Let’s go through this line by line. First we’ll introduce a private function that takes in our configuration file location. The we introduce an immutable object Yaml from package com.fasterxml.jackson.dataformat.yaml.snakeyaml. Since functions are first class citizens we create a small helper function inside our main one. This guy prefixes our property keys with dots if they happen to be nested properties. This is the case for example in our database properties. We want the output from this to be database.jdbcUrl instead of a flat jdbcUrl.

Next we can see the actual loading of the file using standard Files.newInputStream from java.nio. We chain that inputStream to an inline function called use that Kotlin has introduced for us. This helper takes in a function to handle the inputStream and automatically closes the stream when handling is done. Our handling function takes in one param called in, which is the stream itself. We pass this stream into the previously constructed Yaml loader and tell the loader to load it in as a Properties type of object. Properties is more or less just a glorified HashTable so we could use a map or anything else as well. If our YAML file would be constructed nicely we could obviously pass it directly into a data class with a matching constructor.

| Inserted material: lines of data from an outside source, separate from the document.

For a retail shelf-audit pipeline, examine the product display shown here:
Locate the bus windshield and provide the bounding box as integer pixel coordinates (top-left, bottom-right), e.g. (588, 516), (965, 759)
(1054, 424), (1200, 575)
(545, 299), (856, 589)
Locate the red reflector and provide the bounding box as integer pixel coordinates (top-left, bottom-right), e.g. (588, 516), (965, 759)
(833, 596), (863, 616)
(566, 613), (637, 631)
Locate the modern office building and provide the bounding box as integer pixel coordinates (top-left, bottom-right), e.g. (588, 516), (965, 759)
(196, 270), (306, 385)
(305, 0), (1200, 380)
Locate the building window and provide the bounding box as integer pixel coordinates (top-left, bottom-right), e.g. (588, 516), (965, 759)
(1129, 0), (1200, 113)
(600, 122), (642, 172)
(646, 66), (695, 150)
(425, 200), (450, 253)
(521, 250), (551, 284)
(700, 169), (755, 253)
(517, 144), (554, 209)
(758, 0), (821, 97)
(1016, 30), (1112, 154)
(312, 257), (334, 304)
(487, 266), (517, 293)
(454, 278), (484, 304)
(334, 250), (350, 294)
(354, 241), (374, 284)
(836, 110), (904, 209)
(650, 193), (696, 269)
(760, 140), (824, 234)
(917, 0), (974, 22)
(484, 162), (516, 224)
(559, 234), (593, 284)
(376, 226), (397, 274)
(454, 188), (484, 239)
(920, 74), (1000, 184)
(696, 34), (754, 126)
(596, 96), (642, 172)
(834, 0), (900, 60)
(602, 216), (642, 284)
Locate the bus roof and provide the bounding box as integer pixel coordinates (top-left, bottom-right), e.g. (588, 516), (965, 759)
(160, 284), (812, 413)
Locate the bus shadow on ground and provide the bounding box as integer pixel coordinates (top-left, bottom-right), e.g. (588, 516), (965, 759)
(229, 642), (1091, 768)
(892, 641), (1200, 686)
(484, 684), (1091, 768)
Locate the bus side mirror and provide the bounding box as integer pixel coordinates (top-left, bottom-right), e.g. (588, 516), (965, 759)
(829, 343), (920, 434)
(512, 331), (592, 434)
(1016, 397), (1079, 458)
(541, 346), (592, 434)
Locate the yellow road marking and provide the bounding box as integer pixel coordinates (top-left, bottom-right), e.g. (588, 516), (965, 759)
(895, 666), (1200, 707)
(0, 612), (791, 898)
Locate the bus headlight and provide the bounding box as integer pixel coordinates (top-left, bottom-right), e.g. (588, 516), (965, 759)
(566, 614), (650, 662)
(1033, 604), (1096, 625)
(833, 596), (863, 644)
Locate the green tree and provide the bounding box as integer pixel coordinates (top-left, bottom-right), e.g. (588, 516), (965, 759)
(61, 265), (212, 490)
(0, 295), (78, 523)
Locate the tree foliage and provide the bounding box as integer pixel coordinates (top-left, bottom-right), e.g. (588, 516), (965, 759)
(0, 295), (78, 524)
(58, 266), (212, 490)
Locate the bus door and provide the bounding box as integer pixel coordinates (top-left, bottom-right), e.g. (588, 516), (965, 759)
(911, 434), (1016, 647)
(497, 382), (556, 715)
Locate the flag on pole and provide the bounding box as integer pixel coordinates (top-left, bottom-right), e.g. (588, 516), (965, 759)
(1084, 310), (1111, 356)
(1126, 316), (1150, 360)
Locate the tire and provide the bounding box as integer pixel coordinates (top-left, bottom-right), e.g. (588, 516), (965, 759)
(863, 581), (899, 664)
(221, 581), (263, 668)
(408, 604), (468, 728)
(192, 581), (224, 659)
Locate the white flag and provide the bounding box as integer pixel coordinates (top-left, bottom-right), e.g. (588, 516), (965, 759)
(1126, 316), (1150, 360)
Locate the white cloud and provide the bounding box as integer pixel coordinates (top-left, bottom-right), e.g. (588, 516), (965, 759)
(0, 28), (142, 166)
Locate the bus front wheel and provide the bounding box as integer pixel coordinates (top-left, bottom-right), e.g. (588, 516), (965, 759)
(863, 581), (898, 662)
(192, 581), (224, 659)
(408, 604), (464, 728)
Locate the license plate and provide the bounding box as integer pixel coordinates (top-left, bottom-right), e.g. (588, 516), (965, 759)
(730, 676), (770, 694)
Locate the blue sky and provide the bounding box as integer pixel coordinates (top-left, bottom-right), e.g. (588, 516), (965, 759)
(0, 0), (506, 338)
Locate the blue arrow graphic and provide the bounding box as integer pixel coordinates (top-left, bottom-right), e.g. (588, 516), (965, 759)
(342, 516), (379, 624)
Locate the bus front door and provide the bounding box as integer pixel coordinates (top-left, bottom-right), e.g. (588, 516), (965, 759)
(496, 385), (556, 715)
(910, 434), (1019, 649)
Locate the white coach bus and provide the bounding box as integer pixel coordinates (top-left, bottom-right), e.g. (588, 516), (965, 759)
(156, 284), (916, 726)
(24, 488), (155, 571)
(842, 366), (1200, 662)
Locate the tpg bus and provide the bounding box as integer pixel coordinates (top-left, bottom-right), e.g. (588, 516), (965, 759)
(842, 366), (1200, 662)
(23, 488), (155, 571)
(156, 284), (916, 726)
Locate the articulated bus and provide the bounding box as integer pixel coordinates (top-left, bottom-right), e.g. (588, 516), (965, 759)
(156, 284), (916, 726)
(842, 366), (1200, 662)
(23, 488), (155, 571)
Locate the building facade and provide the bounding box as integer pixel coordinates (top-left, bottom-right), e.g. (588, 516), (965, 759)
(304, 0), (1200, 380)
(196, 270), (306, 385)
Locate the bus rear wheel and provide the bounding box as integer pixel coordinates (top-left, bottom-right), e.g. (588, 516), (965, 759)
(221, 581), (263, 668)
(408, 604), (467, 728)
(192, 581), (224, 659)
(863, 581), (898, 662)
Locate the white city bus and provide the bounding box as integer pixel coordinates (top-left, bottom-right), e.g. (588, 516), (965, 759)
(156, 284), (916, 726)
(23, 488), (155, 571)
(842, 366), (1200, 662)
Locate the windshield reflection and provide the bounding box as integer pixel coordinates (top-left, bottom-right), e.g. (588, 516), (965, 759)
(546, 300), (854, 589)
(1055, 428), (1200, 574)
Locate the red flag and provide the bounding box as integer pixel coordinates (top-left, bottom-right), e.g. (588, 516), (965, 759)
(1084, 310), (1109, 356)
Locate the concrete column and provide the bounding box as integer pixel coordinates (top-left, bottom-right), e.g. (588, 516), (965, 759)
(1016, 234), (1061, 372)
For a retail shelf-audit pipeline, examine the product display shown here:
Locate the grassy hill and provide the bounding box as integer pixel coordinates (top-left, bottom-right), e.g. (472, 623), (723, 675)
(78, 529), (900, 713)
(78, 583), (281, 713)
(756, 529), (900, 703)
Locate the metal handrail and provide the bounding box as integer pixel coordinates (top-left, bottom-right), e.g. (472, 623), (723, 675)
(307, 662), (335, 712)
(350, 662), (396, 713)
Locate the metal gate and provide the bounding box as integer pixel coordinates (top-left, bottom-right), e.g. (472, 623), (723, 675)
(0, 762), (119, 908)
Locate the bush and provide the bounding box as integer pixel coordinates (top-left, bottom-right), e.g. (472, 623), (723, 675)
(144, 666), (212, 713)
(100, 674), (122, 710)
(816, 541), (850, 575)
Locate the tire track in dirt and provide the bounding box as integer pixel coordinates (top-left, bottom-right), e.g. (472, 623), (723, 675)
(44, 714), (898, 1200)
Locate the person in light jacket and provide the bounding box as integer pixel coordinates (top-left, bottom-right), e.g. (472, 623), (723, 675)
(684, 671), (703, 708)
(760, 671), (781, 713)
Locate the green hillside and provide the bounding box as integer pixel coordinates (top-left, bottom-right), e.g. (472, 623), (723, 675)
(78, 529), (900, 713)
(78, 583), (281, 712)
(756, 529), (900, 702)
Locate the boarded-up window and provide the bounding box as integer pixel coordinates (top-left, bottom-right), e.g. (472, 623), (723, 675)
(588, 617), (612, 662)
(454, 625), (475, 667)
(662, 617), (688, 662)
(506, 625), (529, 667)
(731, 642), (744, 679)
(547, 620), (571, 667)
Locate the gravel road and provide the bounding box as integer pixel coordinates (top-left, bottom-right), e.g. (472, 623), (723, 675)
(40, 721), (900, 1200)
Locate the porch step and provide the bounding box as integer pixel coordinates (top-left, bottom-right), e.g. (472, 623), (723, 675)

Now that we have our function constructed we can map it into our Guice context. We want these guys to be available to be injected throughout our application so we will bind them to constant values. In this example we loop through the loaded properties file line by line using standard forEach. Within that we create a function and immediately invoke it. This function uses Kotlin when expression to check what type of value we have. If our value is a map, we call previously mentioned prefixKeys function and recursively call our mapping function with those prefixed keys. In other cases we bind the key-value pair to a Guice constant.

This is a very simple example of few bits on Kotlin lang but it will get the flow rolling on this language. From my few months experience I can fully recommend Kotlin, especially if you are already on JVM land. The interoperability is truly amazing with Java and IntelliJ support for the language is excellent.